Watts Bar-2 was the first nuclear plant to be completed in the U.S. in three decades, but safety concerns have mired operations.
In a March 2016 letter to TVA, the NRC warned of a "chilled work environment" after reports that employees were afraid of raising safety concerns. An independent follow-up on that report from last month concluded that safety problems persist, including the lack of clear, objective criteria for evaluating how NRC standards are met.
The consultancy that wrote the follow-up report now says that TVA leaders attempted to manage the results of earlier safety reports to downplay problems.

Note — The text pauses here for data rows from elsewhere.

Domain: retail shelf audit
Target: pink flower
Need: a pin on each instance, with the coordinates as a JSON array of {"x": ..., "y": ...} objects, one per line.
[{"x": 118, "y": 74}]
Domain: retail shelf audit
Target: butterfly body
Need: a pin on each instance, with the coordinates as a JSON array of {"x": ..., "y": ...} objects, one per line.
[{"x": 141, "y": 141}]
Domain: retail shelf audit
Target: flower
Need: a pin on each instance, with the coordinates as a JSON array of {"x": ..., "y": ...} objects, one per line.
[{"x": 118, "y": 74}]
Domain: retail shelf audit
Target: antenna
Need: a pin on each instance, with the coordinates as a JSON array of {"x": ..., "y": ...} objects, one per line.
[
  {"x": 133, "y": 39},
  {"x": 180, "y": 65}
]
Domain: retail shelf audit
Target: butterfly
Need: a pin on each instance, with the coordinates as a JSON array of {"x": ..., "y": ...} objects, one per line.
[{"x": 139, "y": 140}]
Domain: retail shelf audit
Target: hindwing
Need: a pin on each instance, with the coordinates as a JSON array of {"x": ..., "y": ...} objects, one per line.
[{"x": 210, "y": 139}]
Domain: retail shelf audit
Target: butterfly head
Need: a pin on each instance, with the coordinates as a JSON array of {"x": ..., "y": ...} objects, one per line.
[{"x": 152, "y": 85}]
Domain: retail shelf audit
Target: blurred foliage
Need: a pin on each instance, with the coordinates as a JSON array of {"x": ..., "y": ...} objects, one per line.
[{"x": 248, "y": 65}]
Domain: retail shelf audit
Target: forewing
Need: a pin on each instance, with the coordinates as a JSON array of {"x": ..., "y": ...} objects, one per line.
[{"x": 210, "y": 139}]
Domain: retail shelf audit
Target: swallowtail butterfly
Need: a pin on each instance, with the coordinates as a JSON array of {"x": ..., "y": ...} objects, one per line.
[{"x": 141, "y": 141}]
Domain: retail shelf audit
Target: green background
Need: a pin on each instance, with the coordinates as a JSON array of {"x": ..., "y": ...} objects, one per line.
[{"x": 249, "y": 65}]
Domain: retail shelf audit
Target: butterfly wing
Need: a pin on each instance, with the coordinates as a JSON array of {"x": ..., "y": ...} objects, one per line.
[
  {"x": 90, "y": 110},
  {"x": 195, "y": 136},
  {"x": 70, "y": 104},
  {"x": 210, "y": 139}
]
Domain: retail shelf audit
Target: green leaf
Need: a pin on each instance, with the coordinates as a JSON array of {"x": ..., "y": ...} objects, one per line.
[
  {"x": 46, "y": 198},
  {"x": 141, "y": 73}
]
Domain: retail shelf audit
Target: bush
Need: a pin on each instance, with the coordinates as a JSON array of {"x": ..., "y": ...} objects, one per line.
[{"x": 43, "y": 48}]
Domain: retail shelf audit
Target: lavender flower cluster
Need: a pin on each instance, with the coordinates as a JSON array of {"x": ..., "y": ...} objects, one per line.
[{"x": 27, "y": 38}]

TVA told the Knoxville News Sentinel last month it is taking corrective actions and that "no significant safety issues" exist at Watts Bar.
The utility also emphasized last week that the pump problem prompting this shutdown does not have "any safety consequences to the public or the plant."
Two other new nuclear plants are now in construction — Georgia Power’s Vogtle project and SCANA’s V.C. Summer project. But scheduling delays and cost overruns at those projects have pushed development contractor Westinghouse Electric into bankruptcy, jeopardizing the completion of the reactors.
Just last week Thomas Fanning, CEO of Southern Co., Georgia Power’s corporate parent, said a $3.7 billion guarantee from Toshiba, Westinghouse’s parent, would be necessary to complete the project.